Wednesday, 27 February 2008

Purpose in everyday life....

another week passed by...since I am here I realized how intense my life is, and I started to identify my emotions much easier. If during the weekend I am feeling peaceful and good, this week was the worst so far...
...lack of concentration and energy, lots of questions running through my head ... loneliness and apathy... once again I realized how important social life is for me.Not only in private but as well at work.I don't understand why people refuse to stick together and use a collective power of mind and put their efforts together with others...
I still believe that "where there are 2 people the strength/power is bigger". I was used to work in teams all the way through a project...with ups and downs, with fights and celebrations I was always striving together with somebody else...now I find myself in the challenging environment where I need to do the things myself and what is the bad part is that I don't have anybody to challenge the way I see the things, to build on my ideas and to open my mind....

I feel I am going through an intense experience and I feel I get more mature....by being a part of a multinational I see that this is NOT what I want to be a part of for the future...I am still dreaming of my Kindergarten and Summer Camps projects and I will do my best to have them!
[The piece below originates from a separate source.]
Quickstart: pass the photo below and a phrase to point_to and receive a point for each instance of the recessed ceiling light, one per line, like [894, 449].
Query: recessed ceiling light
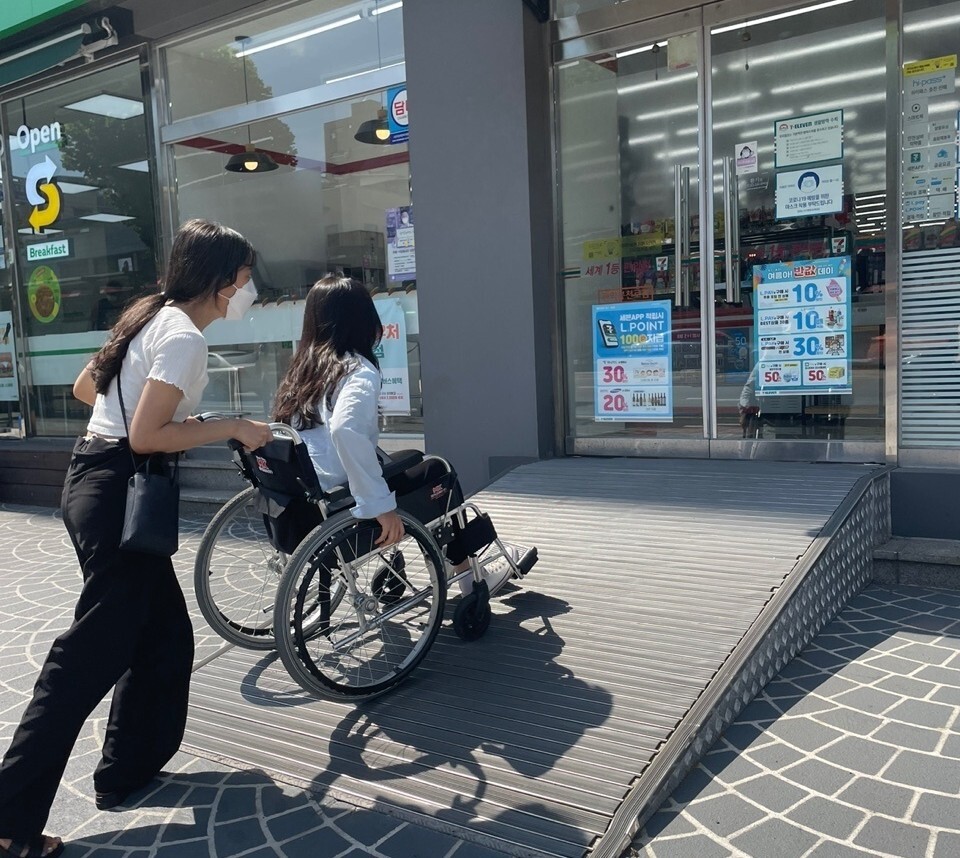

Sometimes I ask myself why life is it going so fast? why do we need to grow up and never be able to have the restless time and no worries ... to have courage and desire to DREAM and do things that we are not used to....to be honest I am afraid...what comes up - more responsibilities, less time, less courage and not too much dreaming... - I am afraid to get trapped in the system ... in a life without meaning and fulfillment ... and everyday I am trying to find a way to connect to myself and find my purpose....

oh well is not easy ... but it keeps me running to get closer to an understanding of myself and my own dreams....and I am sure I will find my way!

1 comments:

Kaa said...

dear, you will never get trapped in the system. You build your own system in any environment and it is your decision which way to go... and believe me when I see - you are on the rightest one, because every experiecne even if it is the hardest and toughest one - you will know much more where you belong to and what you want from life!